Forum Moderators: Robert Charlton & goodroi

Message Too Old, No Replies

Googlebot is requesting non-existent urls

         

GeorgeFive

12:58 am on Nov 18, 2008 (gmt 0)

10+ Year Member



I'm back with another question... remember how I mentioned that my pagerank took a massive drop [webmasterworld.com] a couple of days ago? Well, I've been doing some digging in Google's Webmaster Tools to see if I noticed anything screwy. Everything seems alright, except for the fact that I noticed it was trying to access some invalid pages (pages which are not linked on my site and which - according to a Google search - aren't linked elsewhere on the internet).

The thing about this is that these pages aren't just typo'd addresses or adding invalid parameters... they're page numbers that don't exist.

As an example... on this forum, you can change page numbers by clicking the links, links which point to:

http://www.webmasterworld.com/forum30/page1.htm
http://www.webmasterworld.com/forum30/page2.htm
http://www.webmasterworld.com/forum30/page3.htm

I have something similar on my site, and for the category in question, there's a total of 36 pages. According to the "Unreachable URLs" section of Webmaster Tools, Google is trying to get page 37, 38, 39, and everything else up to 9721 (not every broken page is listed there, but some are and the highest is 9721). Obviously, these are broken links, so I'm wondering if this is related to my PR drop.

Again, those pages shouldn't be in there - if you go to my site, there are no links pointing to those pages (I just double and triple checked). Unless they're not showing up in a Google search, no other sites are linking to these invalid pages. Short of manually changing the URL, you can not get to those pages - so why is Google spidering them?

I obviously want Google to continue spidering the legit pages, but is there any way to tell it, you know, not to look on pages that I don't have linked?

[edited by: tedster at 1:14 am (utc) on Nov. 18, 2008]
[edit reason] de-link the url examples [/edit]

tedster

1:16 am on Nov 18, 2008 (gmt 0)

WebmasterWorld Senior Member 10+ Year Member



How does your server respond to those requests? If the http header for the server's response is 404 (or a 301 redirect to a 404) then this is not the source of any problem, it's just googlebot kicking your tires. Google does check to see how servers handle all kinds of requests - it doesn't just follow links.

GeorgeFive

1:42 am on Nov 18, 2008 (gmt 0)

10+ Year Member



The pages are dynamically built, so it's not returning anything except for a blank page (well, blank aside from the header and such - no actual content). I can actually give you a demo of this, since this site handles it the same way that mine does:

[webmasterworld.com...]

Imagine if everything between the top and bottom "Home / Forums Index / The Google World / Google Search News" was gone, and you'll see what my site does.

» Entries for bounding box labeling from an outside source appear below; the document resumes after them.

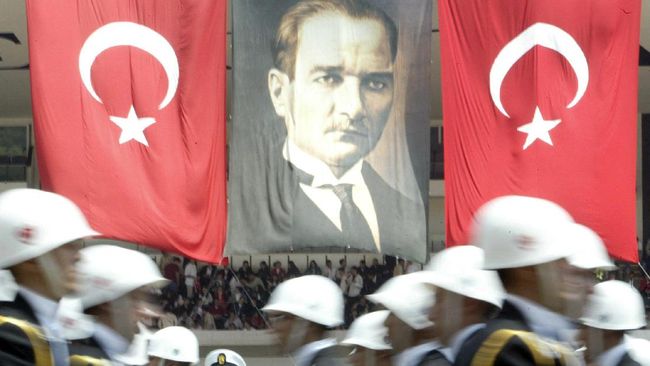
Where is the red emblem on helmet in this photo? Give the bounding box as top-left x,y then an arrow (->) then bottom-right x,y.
516,235 -> 535,250
16,226 -> 34,244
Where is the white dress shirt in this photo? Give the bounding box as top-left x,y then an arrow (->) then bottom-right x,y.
282,140 -> 381,250
18,286 -> 70,365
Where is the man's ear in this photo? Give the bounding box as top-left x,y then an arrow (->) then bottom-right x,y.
268,68 -> 291,117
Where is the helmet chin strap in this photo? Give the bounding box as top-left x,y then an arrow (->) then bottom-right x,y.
36,252 -> 67,300
109,295 -> 136,342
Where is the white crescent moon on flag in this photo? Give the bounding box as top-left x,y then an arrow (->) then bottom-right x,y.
79,22 -> 178,109
490,23 -> 589,118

I don't think I could set a 404 on these invalid pages, since you access them through something like:

www.example.com/page/1
which, through the magic of htaccess, would transparently redirect to
www.example.com/myscript.php?page=1

So, not an issue here?

tedster

2:07 am on Nov 18, 2008 (gmt 0)

WebmasterWorld Senior Member 10+ Year Member



I do understand - and I do NOT recommend that your site emulates what WebmasterWorld does.

If a url should not exist, then a request for that url should return a 404 in the http header sent from the server. How you code that will depend on your own server technology, but one way that you can verify your server headers is to use Firefox and install the LiveHTTPHeaders add-on.

If you consistently return a 404 status, the spurious url requests should slow way down over time. Amongh other benefits, this will help Google make a more economical use of whatever crawl budget they allocate to your site.

However, I don't think this is the reason behind your home page PR now showing zero - although who knows. If your home page PR really fell from 5 to 0, your search traffic would also have fallen off dramatically.

TerrCan123

9:04 am on Nov 18, 2008 (gmt 0)

10+ Year Member



I think it sounds like Google is finding template pages so you need to get a fix on the website software or script.

GeorgeFive

9:12 am on Nov 18, 2008 (gmt 0)

10+ Year Member



Yeah, I'm not too concerned about the PR now... my traffic hasn't fallen a bit. Of course, I say this today, and it'll plummet tomorrow.

TerrCan123 - I wrote the code myself, and trust me, I double checked both the code and the actual output. It shouldn't be putting out screwy pages, and if you look at the actual site, it's not. Oh, how I wish I could link it here ;)

TerrCan123

9:21 am on Nov 18, 2008 (gmt 0)

10+ Year Member



The webmaster world page you linked to is an actual page, even though it has no content other than the template. If that is what is happening they are pages I am pretty sure, at least Googlebot would consider them to be pages.

GeorgeFive

9:41 am on Nov 18, 2008 (gmt 0)

10+ Year Member



Ohhh... ok, my apologies, I misunderstood you - yes, you are correct there. The problem is that it's difficult to compensate for this; I could put a "invalid page" note on there, but this wouldn't do much good in terms of pleasing their spider.

On the flipside, there's 236 pages on here right now... if the webmaster of this site were in my shoes and tried to put in some code change, what would happen when the site has 237 pages tomorrow or next week?

I think I'm going to have to do what tedster did and serve up a 404 error, but this is sort of tricky with my setup - I can use the header command to give that error status, but then I can't redirect to the proper error page... and if I can't redirect, then any legitimate 404 will serve up a blank white page.

Ack... I think it'd be best to just see if they knock it off eventually.